104 Woodpigeons, the highest count of the year so far, an alba wagtail in off the sea, a drumming Great Spotted Woodpecker and 2 Buzzards soaring inland brought hopes that spring might not be too far off, even if more troubled weather is forecast.
Following the ravages of Storm Dennis over the weekend it was hoped that the sea might be interesting. However, an hour looking into occasional spells of sunshine produced little more than 94 Kittiwakes, 19 auks and a slight increase to 14 Great Crested Grebes.
On a lovely winter morning 2 more Skylarks flew in off the sea, 2 Little Egrets were fishing at the rock pools below, 7 Song Thrushes were singing and a Peregrine and a Merlin were noisily scrapping over the valley.
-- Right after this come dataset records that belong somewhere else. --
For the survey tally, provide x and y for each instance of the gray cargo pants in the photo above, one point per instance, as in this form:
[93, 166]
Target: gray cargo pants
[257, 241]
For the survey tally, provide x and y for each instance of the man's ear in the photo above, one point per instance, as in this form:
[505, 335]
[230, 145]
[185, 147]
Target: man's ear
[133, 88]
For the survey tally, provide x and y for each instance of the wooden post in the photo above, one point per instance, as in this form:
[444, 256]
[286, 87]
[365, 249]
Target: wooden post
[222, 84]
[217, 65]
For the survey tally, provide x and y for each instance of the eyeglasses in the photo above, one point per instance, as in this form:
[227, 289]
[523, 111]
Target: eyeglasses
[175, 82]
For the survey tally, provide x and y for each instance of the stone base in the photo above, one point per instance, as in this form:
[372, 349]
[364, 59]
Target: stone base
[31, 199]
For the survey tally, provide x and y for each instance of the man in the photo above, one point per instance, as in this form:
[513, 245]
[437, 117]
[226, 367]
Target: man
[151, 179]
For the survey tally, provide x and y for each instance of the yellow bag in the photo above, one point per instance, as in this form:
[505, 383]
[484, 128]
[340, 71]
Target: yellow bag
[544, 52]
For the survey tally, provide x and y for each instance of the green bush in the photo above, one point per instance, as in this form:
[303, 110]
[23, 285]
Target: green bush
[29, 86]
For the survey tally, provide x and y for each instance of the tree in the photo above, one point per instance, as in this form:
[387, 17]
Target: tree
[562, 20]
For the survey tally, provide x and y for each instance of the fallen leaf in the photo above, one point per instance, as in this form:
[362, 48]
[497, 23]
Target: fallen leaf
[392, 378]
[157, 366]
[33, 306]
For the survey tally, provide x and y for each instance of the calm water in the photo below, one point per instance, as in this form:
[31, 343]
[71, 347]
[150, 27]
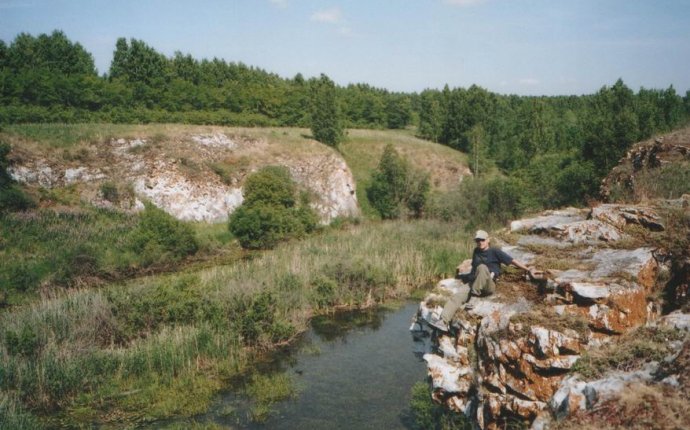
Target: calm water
[354, 371]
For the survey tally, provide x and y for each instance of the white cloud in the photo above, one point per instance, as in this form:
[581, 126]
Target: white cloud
[14, 4]
[463, 3]
[330, 16]
[279, 3]
[529, 82]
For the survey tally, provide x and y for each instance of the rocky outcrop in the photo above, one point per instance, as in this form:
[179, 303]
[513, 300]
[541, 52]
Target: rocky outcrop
[670, 149]
[509, 356]
[181, 177]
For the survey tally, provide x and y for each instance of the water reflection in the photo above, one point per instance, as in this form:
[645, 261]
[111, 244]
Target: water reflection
[352, 370]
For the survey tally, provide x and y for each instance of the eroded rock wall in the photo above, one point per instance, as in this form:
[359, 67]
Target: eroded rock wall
[179, 178]
[509, 356]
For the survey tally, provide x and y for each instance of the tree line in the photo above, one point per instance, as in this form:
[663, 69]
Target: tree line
[553, 150]
[49, 78]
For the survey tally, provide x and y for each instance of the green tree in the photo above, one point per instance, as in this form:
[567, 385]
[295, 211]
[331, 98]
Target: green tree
[325, 117]
[398, 111]
[396, 188]
[611, 125]
[430, 115]
[271, 211]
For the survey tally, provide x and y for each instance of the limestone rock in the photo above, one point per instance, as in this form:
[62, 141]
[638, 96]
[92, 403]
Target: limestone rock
[548, 221]
[622, 215]
[523, 370]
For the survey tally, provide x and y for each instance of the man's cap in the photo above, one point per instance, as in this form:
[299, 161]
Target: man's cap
[481, 234]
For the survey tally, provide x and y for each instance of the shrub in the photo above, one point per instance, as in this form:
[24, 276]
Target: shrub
[396, 188]
[159, 235]
[110, 192]
[323, 292]
[481, 202]
[272, 185]
[427, 415]
[256, 320]
[269, 213]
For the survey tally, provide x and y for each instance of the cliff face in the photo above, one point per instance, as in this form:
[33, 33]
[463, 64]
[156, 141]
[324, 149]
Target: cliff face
[195, 177]
[512, 356]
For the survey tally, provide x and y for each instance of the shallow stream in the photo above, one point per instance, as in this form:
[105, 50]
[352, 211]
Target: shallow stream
[353, 370]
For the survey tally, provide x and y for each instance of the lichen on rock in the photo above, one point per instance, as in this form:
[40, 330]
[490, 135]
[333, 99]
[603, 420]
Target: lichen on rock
[511, 357]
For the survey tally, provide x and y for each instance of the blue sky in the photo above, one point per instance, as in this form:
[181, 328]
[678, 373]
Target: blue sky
[527, 47]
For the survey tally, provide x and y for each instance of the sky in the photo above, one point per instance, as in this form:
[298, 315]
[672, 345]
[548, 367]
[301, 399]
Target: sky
[524, 47]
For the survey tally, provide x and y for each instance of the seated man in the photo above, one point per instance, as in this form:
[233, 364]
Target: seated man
[486, 268]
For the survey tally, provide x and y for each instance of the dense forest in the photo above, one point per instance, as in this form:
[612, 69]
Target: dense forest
[554, 149]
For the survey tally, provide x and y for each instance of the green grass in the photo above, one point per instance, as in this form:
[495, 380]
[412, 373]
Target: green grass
[630, 352]
[164, 345]
[362, 150]
[265, 390]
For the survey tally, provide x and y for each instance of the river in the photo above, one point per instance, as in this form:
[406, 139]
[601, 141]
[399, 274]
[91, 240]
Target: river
[353, 370]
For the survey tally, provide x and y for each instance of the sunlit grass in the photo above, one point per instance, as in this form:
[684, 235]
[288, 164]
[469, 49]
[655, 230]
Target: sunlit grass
[163, 345]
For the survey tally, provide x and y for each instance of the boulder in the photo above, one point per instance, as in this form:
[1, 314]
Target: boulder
[622, 215]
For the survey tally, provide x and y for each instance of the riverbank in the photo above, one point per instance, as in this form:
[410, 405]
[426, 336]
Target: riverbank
[164, 346]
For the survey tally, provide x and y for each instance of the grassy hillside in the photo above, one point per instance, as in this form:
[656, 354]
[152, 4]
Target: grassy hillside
[121, 348]
[363, 148]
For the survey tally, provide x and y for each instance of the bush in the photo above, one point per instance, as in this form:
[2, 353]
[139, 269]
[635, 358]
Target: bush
[256, 320]
[427, 415]
[481, 202]
[269, 213]
[110, 192]
[159, 236]
[272, 185]
[396, 189]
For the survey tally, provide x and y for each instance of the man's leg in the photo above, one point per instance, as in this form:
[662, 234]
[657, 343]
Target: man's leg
[454, 303]
[483, 284]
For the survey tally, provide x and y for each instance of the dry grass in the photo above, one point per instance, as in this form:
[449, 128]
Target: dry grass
[545, 316]
[638, 407]
[630, 352]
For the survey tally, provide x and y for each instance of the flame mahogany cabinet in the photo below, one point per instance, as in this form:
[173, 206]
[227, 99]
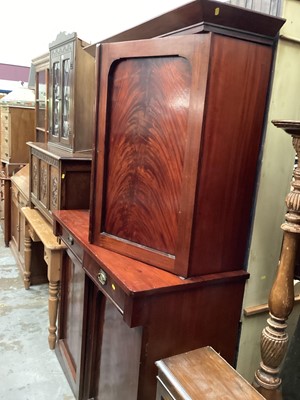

Bright with a frisky W breeze this appears to be the rose between the two stormy thorns of Ciara and Dennis. Nevertheless, there were some signs of spring with a Coal Tit singing in the Lower Wood, a Mistle Thrush at White Cliff (my first this year) and a drumming Great Spot in the Hollow Wood.
Calm and cold with lingering frost in sheltered hollows it was cloud-free and a stupendous winter morning. Apart from Dunnocks and Robins singing their heads off all over the place the usual suspects included a Raven, a Peregrine and 2 Stonechats by the lighthouse.
With blackthorn blossom at the top of the valley and continuing mild conditions it was not surprising to encounter a probable migrant flock of 8 Meadow Pipits by the lighthouse and a Skylark in off the sea at Fan Bay. Make the most of it, though – the weekend looks horrid.
The morning was bright with a brisk SW breeze and typically quiet for early February, though Sparrowhawk and Goldcrest were seen on the farm and a party of Long-tailed Tits jumping about on the ground by the top wood contained a nearly white-headed individual, quiet possibly the same as was seen in the top wood last August.